Самые впечатляющие похороны пришлись на Москву. Виктора включили в состав местной партийной делегации на похоронах генсека Брежнева. В столице их разместили в плохой гостинице на глухой городской окраине. Подняли ни свет, ни заря и без завтрака погнали на троллейбус, потом на метро. Когда через полтора часа после подъема Виктор увидел очередь к телу покойного генсека, то тихо ахнул. На часах была всего половина восьмого утра, а очередь уже растянулась на несколько километров, и до начала траурной церемонии было ещё два с половиной часа. Хуже всего то, что вдоль тротуара стояли московские дружинники, которые следили за порядком в очереди. На практике это означало, что вырваться в магазин можно будет не раньше одиннадцати часов, причем обязательно со скандалом. Понятно было и то, что винные отделы в большинстве магазинов вдоль очереди будут закрыты.
— Скорбеть по дорогому генсеку, мужики, надо на трезвую голову, — пояснил кто-то из народных дружинников.
Добраться до магазина удалось лишь после полудня. Водку пили из горла, схоронясь от милиции и дружинников даже не в подъезде дома, а в грязном дворе за контейнерами для мусора. Только начали, как повалил тяжелый мокрый снег. Водки взяли с большим запасом, чтобы хватило на весь день. С колбасой и хлебом не угадали, но второй раз в магазин их уже не выпустили.

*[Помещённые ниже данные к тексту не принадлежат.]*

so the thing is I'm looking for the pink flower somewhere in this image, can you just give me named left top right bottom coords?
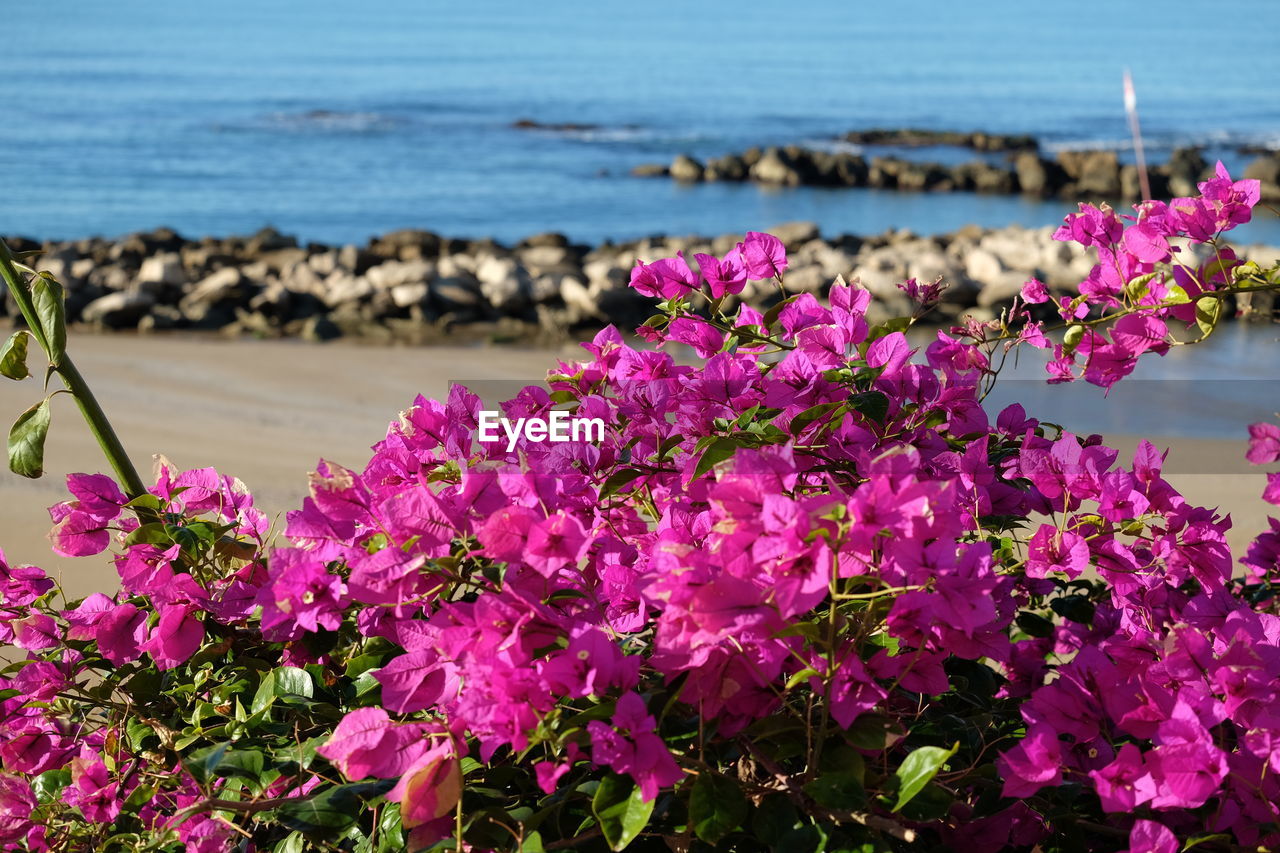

Впервые в жизни Виктор давился водкой. Давясь водкой, обжег связки и потерял голос, впрочем, он был не одинок: сипел каждый пятый. Хуже всего было то, что водка не грела. В Колонный зал они попали только в двенадцатом часу вечера, так что скорбь их была уже неподдельной.
В коридорах Колонного зала тишину нарушало лишь шарканье множества ног, сосредоточенное сопение, да окрики: «Шевелись!» Похоронные распорядители гнали замерзших людей по лестницам разве что не на пинках. Роскошные люстры и зеркала были затянуты траурной паутиной. На последней лестничной площадке Виктору преградили путь. Сквозь раскрытую дверь уже виднелся траурный зал, когда из боковой комнаты вышли несколько генералов с чёрными креповыми повязками на рукавах. За их спиной на мгновенье открылась панорама поминального стола с ветчиной, сервелатом и селедкой, фруктами, коньяком и водкой. Пахнуло теплом и сытостью. Генералы, лениво переваливаясь с ноги на ногу, ковыряя в зубах спичками и досмеиваясь над свежим анекдотом про генсека, точнее про его похороны, ввалились в зал, где неким подобием строя отправились менять почетный караул.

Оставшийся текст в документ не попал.